Corriere della Sera - La Lettura
La pronipote di Poirot indaga: lasciatela divertire
Silvia Arzola s’è data uno pseudonimo e rende un omaggio sorridente ad Agatha Christie
Di coppie che indagano sono piene le pagine, ma di duetti al femminile vivaci come quello che si incontra in Penelope Poirot fa la cosa giusta molte meno. A crearlo è un’autrice italiana, Silvia Arzola, già traduttrice di libri per ragazzi, con lo pseudonimo tagliente di Becky Sharp, protagonista de La fiera delle vanità di William M. Thackeray, scelto per firmare un romanzo giallo che fa il verso ai classici britannici del genere ma che ha in sé una giocosità tutta italiana. A partire dall’esergo, con la citazione della canzonetta di Aldo Palazzeschi che dà il tono alle pagine: «E lasciatemi diverti- re». Scelta azzeccata, perché a divertirsi è il lettore, fin dal formarsi della strana coppia composta dalla pronipote del celebre Hercule inventato da Agatha Christie e dalla sua nuova segretaria Velma Hamilton. La prima, approfittando della discendenza, è diventata presto «madrina del mistery britannico» fino ad annoiarsi a morte del mondo letterario per trasformarsi in critica culinaria e assomigliare a una «donna krapfen» su tacco dodici, la seconda è apparentemente «una placida zitella» trentacinquenne, con parentele italiane, che non ha mai lavorato un giorno in vita sua.
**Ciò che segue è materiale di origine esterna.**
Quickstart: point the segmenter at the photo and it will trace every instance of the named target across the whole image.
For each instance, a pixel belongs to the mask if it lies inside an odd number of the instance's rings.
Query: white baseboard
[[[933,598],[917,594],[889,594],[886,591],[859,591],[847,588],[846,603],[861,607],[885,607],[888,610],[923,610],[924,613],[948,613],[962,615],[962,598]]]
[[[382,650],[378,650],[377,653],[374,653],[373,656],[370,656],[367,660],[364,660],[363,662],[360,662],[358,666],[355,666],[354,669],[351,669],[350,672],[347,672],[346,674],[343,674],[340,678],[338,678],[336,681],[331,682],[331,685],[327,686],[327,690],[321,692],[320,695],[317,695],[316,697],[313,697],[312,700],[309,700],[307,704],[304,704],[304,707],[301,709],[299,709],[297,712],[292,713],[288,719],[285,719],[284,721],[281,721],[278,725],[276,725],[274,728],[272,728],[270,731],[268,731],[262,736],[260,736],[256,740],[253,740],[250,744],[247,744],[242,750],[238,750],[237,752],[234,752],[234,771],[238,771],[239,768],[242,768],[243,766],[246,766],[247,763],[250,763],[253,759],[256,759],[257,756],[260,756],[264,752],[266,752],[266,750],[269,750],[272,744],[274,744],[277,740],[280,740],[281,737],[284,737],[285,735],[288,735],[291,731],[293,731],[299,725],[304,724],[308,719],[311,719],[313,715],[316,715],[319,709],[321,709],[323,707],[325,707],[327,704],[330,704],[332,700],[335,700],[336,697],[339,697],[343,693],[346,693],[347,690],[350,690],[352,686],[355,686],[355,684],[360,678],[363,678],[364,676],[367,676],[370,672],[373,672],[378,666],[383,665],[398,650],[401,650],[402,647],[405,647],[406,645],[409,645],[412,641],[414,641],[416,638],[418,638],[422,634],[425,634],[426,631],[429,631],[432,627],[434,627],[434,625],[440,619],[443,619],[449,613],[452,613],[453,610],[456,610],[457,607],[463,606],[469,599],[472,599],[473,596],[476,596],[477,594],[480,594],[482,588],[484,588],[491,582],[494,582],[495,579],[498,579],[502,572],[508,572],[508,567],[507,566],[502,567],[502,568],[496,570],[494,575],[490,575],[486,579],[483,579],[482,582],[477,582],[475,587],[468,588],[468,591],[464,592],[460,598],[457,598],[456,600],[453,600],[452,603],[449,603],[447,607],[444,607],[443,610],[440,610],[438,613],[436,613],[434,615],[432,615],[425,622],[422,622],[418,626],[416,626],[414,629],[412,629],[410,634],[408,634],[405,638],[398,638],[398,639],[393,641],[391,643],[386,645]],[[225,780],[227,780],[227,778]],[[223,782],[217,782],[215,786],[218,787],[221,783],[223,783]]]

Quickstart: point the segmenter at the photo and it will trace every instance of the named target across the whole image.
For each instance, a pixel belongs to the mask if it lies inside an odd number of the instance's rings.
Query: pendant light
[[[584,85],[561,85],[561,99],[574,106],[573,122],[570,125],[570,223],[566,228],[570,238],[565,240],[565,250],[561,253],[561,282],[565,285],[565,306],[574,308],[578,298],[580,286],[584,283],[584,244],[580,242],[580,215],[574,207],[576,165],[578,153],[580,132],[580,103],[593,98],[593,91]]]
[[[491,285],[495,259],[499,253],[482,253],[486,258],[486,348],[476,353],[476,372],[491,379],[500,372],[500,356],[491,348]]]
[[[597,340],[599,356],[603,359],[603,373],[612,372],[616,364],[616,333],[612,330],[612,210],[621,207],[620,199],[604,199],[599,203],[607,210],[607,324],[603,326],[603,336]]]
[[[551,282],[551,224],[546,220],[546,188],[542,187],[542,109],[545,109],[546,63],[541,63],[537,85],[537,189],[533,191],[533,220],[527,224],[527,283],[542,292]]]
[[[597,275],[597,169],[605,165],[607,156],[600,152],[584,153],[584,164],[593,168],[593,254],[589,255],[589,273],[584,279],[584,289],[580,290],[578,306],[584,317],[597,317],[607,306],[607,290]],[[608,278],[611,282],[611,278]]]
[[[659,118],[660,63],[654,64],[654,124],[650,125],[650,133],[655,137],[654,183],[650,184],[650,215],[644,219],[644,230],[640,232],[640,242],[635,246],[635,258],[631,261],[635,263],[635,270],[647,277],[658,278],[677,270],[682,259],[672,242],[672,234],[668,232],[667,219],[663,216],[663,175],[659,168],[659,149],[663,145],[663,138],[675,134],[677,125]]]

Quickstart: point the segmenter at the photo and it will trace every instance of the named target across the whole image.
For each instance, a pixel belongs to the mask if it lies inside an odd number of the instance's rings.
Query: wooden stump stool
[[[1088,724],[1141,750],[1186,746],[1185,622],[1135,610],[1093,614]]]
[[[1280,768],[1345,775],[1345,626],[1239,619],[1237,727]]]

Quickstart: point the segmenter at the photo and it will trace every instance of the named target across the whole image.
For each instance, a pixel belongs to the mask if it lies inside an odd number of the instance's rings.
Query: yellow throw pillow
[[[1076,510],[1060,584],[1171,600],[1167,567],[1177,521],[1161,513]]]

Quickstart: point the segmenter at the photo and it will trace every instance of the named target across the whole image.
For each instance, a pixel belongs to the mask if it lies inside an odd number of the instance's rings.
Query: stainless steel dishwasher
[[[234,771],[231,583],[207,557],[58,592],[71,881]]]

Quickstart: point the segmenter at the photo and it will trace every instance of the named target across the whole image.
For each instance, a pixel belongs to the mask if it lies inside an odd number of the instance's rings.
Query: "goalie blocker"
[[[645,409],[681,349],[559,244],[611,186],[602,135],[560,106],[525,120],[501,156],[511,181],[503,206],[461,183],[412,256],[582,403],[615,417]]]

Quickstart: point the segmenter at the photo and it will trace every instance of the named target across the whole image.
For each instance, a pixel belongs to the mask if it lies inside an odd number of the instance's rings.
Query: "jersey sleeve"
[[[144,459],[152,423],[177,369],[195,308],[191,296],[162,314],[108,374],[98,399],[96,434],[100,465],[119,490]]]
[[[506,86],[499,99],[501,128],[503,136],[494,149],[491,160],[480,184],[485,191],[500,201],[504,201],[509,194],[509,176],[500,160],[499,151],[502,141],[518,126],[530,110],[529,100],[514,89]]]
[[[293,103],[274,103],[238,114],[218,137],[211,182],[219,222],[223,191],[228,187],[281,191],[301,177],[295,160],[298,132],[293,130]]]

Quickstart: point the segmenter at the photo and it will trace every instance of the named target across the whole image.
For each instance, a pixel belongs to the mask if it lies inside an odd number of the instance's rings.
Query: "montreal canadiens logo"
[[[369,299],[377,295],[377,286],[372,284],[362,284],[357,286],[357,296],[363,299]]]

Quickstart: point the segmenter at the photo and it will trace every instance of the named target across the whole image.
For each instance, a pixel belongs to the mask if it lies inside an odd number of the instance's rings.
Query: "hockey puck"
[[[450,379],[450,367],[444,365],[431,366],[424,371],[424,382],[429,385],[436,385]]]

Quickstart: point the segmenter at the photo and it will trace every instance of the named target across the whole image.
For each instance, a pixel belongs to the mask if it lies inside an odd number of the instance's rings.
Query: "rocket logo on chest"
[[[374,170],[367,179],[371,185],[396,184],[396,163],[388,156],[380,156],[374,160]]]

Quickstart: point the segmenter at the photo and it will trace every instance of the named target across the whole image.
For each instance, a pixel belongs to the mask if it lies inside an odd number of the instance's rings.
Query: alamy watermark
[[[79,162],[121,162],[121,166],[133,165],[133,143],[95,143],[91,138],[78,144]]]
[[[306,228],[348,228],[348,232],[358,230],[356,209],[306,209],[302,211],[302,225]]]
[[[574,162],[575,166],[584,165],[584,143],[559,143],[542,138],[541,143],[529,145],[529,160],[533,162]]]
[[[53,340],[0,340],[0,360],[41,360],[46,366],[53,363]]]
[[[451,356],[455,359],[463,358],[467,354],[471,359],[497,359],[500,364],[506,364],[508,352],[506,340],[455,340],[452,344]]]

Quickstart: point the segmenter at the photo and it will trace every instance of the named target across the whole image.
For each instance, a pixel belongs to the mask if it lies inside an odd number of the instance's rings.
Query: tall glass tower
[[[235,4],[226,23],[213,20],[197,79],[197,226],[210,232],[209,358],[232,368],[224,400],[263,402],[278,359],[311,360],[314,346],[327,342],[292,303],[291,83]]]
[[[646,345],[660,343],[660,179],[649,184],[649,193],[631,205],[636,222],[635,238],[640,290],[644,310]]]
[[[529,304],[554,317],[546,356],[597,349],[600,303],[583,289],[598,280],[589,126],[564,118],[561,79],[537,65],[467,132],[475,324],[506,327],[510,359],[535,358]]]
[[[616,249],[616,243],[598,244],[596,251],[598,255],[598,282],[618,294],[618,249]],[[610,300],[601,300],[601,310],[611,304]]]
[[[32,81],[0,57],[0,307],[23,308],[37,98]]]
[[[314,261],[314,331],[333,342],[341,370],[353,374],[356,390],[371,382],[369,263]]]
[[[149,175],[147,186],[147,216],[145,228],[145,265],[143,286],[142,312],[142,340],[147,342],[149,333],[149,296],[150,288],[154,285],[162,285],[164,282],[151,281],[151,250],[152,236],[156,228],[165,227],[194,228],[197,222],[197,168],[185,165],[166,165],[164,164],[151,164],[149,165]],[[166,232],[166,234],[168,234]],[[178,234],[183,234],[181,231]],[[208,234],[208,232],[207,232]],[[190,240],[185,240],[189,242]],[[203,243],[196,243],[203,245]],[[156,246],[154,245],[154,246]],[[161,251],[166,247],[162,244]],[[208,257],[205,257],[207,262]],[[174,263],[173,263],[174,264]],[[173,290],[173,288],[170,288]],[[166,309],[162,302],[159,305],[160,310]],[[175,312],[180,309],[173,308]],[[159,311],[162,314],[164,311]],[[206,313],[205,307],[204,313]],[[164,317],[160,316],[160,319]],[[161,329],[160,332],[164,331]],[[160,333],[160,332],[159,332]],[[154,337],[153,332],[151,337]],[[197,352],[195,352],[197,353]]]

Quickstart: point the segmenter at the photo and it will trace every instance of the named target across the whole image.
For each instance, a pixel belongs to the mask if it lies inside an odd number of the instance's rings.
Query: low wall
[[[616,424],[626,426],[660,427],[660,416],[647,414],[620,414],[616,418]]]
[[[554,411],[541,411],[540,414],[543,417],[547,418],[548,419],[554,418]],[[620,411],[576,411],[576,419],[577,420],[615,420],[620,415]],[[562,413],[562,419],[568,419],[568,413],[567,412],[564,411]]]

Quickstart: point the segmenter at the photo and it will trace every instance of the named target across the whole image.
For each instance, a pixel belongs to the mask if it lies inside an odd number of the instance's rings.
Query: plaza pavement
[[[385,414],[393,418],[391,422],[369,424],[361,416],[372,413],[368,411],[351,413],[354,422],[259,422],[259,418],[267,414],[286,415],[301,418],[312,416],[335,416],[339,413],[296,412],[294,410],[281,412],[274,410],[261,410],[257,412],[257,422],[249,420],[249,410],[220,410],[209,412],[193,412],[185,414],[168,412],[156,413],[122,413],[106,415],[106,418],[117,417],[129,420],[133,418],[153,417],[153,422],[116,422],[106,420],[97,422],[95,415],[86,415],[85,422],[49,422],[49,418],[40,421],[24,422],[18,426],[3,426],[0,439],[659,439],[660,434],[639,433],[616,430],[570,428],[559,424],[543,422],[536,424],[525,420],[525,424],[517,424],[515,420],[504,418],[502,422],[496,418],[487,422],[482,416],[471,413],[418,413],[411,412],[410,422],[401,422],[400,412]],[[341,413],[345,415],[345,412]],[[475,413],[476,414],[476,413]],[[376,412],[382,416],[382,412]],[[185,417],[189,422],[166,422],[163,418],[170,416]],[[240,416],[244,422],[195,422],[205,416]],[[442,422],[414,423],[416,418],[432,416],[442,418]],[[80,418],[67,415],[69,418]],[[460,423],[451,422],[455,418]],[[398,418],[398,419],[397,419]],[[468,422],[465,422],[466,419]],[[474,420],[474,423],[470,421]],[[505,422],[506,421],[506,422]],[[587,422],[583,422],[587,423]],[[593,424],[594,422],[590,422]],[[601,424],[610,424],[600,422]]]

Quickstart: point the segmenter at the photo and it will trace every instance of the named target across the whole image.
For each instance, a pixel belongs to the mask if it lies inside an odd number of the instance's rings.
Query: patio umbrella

Le due si incontrano nel «Pro- logo» a Londra nel 1995, quando Penelope è in cerca di qualcuno che la ascolti e trascriva le sue memorie mentre trascorrerà un periodo di detox, causa colesterolo, nella cornice della toscana Villa Onestà, ritiro di lusso dal sapore new age dove si paga tantissimo per mangiare «erbe amare» e fare sedute di analisi spirituale. Velma accetta subito l’incarico e il ritiro salutista, sbeffeggiato ironicamente, è la cornice perfetta per un giallo dal sapore squisitamente letterario diviso in due parti che seguono l’evolversi cronologico della vicenda: la prima raccontata dal punto di vista della segretaria, la seconda, dopo la morte dell’attrice Anita Dall’Orso, ospite alcolizzata della Villa ed ex dell’ambiguo padrone della struttura, da quello di Penelope.
Una struttura drammatica ordinata che ben si lega al ritmo della scrittura e allo stile brillante dell’autrice, volutamente esplicita nell’utilizzo degli elementi del genere. Non mancano le lettere, una anonima e una recuperata, una pistola, una fiaschetta velenosa, come non mancano scambi di persona, agnizioni, tradimenti, doppie vite, così che al commento di Velma sugli intrighi degli ospiti: «Qui tutti nascondono qualcosa», Penelope risponde: «Un covo di serpi, Velma cara. Ma noi non siamo rettili; noi, i rettili, li staniamo!».
Certo, bisognerà scoprire alla luce di quale verità si placano i personaggi coinvolti: da Alex Cosser, psichiatra santone della Villa, a Primo Baldan, «l’uomo più bello del mondo» per Velma, alla coppia Elizabeth Foster Gauli, bestsellerista con mistery di ambientazione vittoriana, con il marito Achille Gauli, scrittore letterario da poche copie.
Arrivarci, mentre il marchio della colpevolezza aleggia tra tanti, è coinvolgente perché il divertissement gioca, più che con le dinamiche del crimine, con quelle degli specchi e delle proiezioni che costruiscono il sospetto.